BAUGIN LUBIN (vers 1610-1663)
Ce peintre français, fort recherché de son temps, émerge peu à peu de l'oubli dans lequel il était tombé, surtout grâce aux travaux de Jacques Thuillier. Cette méconnaissance est due en partie à la rareté des données (documents, signatures, dates, dessins préparatoires) et en partie à la critique, qui s'exerça contre lui dès le dernier tiers du xviie siècle pour privilégier les compositions plus élaborées et structurées de ses contemporains. En effet Lubin Baugin, s'il s'inscrit, à partir d'une orientation maniériste, dans le courant d'« atticisme parisien » illustré par Laurent de La Hyre et Eustache Le Sueur, donna la préférence à une peinture intimiste et poétique, souvent de petit format, avec un nombre restreint de personnages noyés dans leurs pensées et peu caractérisés – l'expression du tableau résidant souvent dans l'harmonie des arabesques, la simplicité des volumes arrondis presque sans poids, la clarté des couleurs (bleus et roses fanés, jaune variant de l'ocre à l'orange) traitées d'une touche lisse. La difficile conciliation entre ce refus du détail descriptif dans les tableaux religieux (notons que les fonds de paysage sont eux-mêmes très schématiques) et la précision des natures mortes, toutes signées, qui assurèrent la redécouverte de Baugin au xxe siècle, a longtemps fait croire à deux artistes différents. L'étude des signatures semble avoir eu raison de ce problème, qui pourrait être lié à des césures dans la vie du peintre.

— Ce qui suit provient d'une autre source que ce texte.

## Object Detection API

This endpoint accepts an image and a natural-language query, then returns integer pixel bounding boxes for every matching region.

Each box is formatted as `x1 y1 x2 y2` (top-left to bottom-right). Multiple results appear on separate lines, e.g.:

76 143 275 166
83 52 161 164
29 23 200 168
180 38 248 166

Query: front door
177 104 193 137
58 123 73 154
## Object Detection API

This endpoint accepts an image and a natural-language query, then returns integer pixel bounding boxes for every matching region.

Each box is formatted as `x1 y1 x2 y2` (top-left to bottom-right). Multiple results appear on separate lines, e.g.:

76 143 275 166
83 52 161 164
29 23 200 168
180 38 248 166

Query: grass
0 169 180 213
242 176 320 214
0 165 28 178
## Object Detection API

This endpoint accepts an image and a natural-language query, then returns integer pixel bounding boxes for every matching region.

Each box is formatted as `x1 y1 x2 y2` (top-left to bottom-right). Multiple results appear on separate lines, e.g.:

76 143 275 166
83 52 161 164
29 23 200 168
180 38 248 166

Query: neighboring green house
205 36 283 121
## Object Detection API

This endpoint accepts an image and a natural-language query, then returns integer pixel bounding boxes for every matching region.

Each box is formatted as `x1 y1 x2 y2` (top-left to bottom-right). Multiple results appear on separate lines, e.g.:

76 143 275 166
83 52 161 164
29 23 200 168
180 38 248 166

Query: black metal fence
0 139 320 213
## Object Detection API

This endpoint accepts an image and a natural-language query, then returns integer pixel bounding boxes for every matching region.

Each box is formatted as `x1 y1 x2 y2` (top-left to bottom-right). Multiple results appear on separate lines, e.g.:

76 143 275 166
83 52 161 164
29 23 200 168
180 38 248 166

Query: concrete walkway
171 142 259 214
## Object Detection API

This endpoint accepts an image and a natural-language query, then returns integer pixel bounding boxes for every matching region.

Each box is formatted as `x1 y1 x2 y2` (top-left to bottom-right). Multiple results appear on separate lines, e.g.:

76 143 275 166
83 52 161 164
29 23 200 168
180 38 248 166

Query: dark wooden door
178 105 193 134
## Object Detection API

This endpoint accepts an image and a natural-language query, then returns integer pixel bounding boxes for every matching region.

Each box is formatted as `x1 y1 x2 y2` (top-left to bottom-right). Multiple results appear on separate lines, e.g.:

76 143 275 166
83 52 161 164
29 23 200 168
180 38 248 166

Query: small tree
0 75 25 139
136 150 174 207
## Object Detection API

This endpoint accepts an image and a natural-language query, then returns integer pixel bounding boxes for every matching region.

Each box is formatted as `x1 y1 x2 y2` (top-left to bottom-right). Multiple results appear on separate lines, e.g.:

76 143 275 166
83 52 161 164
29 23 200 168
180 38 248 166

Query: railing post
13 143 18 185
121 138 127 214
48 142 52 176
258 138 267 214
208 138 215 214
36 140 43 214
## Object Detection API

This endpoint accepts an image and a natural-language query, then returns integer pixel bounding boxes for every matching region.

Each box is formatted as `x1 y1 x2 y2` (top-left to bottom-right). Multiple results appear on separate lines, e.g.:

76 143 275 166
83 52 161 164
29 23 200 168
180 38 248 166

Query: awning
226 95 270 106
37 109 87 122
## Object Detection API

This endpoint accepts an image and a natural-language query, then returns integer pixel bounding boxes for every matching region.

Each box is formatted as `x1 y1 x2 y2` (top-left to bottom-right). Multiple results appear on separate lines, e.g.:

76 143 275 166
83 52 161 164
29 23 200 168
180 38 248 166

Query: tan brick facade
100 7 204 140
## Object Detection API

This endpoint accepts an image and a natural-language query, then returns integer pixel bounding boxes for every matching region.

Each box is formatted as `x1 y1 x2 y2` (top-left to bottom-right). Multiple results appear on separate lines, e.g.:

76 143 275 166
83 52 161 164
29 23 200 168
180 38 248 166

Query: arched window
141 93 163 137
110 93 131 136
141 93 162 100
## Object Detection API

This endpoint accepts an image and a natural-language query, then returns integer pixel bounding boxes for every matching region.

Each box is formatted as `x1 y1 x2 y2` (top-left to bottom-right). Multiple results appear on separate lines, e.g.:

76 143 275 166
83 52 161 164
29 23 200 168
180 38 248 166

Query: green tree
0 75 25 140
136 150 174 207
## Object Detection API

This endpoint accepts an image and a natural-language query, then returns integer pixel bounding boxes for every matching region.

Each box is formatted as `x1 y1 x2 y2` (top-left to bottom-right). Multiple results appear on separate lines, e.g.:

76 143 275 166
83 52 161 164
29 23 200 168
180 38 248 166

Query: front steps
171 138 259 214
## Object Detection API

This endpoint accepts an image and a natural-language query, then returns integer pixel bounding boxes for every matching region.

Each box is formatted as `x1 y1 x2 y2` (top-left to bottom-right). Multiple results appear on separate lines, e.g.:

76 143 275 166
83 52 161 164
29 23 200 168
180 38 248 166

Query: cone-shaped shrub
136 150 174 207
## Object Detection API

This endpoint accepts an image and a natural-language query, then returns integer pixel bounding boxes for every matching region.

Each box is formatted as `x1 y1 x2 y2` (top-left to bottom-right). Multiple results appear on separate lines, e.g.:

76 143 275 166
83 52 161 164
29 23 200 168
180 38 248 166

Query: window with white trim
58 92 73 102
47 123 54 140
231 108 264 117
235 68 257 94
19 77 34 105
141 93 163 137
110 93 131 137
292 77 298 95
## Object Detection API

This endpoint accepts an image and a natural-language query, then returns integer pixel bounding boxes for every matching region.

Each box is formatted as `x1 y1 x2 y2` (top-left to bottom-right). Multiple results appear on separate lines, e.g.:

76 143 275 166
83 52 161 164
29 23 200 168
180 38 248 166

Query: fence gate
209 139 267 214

On ignore tout de la formation de Baugin mais, né près de Pithiviers vers 1610, il a sûrement connu les décors du château de Fontainebleau. Comme il fut reçu en 1629 maître peintre dans la corporation de Saint-Germain-des-Prés, faubourg de Paris où travaillaient de nombreux Flamands, les natures mortes se situeraient à cette époque. On en connaît actuellement quatre : Nature morte à la coupe d'abricots (musée de Rennes), au bougeoir (datée 1630, Galleria Spada, Rome), Nature morte à l'échiquier et Le Dessert de gaufrettes (Louvre) ; toutes séduisent par la rigueur de leur construction et un sens délicat de la matière.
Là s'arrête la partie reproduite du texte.